静かな午後の工房の中で、舞子は完成しつつあるステンドグラスをまじまじと見つめた。ステンドグラスに描かれた狼が舞子を見つめ返していた。その目の色は、ケンと同じ明るいブルーだった。

その日の夕方。まだ明るいうちに妹尾は「ゲルニカの木」を訪れた。
「どうも、こんにちは」
「あら妹尾さん、いらっしゃい。ほんとに来て下さったんですね」
妹尾は、昨日と同じカウンター席に腰を下ろした。
「言ったじゃないですか、毎日お邪魔するって。コーヒー、えーっと木霊・・・でしたっけ?」
昨日見た限りでは、コーヒーは大して好きではなさそうだったけど、気を使っているのかしら。悦子はやや声のトーンを落として言った
「あの、良かったら、ビール出しますよ。ほんとはアルコール類は五時からなんですけど。他にお客さんもいないし。特別に」
「え、ほんとですか。それは嬉しい・・・でも、先ずはコーヒー頂きます。今夜も舞子さんやケンさん・・・でしたっけ?彼らが帰って来たら一緒に飲みましょう」
アルコール類の提供も始めたが、うちはコーヒー自慢のお店。そう自負している悦子は嬉しかった。

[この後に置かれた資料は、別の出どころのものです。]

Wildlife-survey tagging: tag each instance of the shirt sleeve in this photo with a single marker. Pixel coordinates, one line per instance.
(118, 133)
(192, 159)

「はい。ではご用意しますね。どうせだったら『雫 SHIZUKU』の方、試してみてください」
丁寧に挽かれたコーヒー豆がミルからドリッパーに移された。
平らに盛られたその粉に、ゆっくり静かにお湯が注がれる。注ぐというよりも、お湯をそっと置くといった方が相応しいくらいの繊細な技である。
粉がむくむくとムースのように膨れ上がるとともに、コーヒーのいい香りが辺りに拡散する。
コーヒーを淹れる悦子の手つきに思わず見惚れながら、妹尾は思った。
極められた技術というのは無駄がなく美しいものだ、拳銃射撃と一緒だな。
悦子の所作が醸し出す雰囲気はどこか儀式めいており、ドリップ作業中に話しかけることなどもっての外というような、何か厳粛な気分にさせられる。ただ黙って見守るしかない。
「そんなに見つめられると緊張するんですけども」
冗談めかして悦子が言った。
「え・・・あ、失礼。いや、見事なもんだなって、感心しまして」
「あはは、ありがとうございます。これでも一応、プロですので」
「あ、ごもっともです。失礼しました」
「いいえ。はいお待たせしました。『雫 SHIZUKU』です」
コーヒーをカウンターに置く悦子の顔には、優しい笑みが浮かんでいる。やはり美しい。その一瞬の表情に、井口悦子という女性の数十年の人生が凝縮されているような気さえする。思わず、ずっと見ていたいと思わせる彼女の美しさは、美人である以上に人間力の現れのように思える。
まだ出会ったばかりの悦子に、早くも魅かれそうになっている自分に気づいて、妹尾は大いに動揺した。その気持ちを打ち消すべく、何でもいいからとにかく会話を続けようと試みた。
「ところで舞子さんは、お仕事ですか」
「舞子ですか?まぁ、仕事といえば仕事中ですかね」
悦子の声は、何か内緒話をするようなトーンになった。
「そこの工房にいます」
店の奥にあるドアを指さした。
妹尾も自ずと小声になる。
「へぇ・・・工房があるんですか」
「ええ。ステンドグラスの工房です。近頃はもっぱらあの子が使ってまして、自分の作品を作ってるんです」
「舞子さんも、お母さん同様芸術家なんですか」
「血は争えませんわね。まぁ芸術家の卵といったところでしょうけど。そこの壁にあるステンドグラス、それ舞子の作品なんですよ」
壁にかかっている『希望のゲルニカ』を指して言った。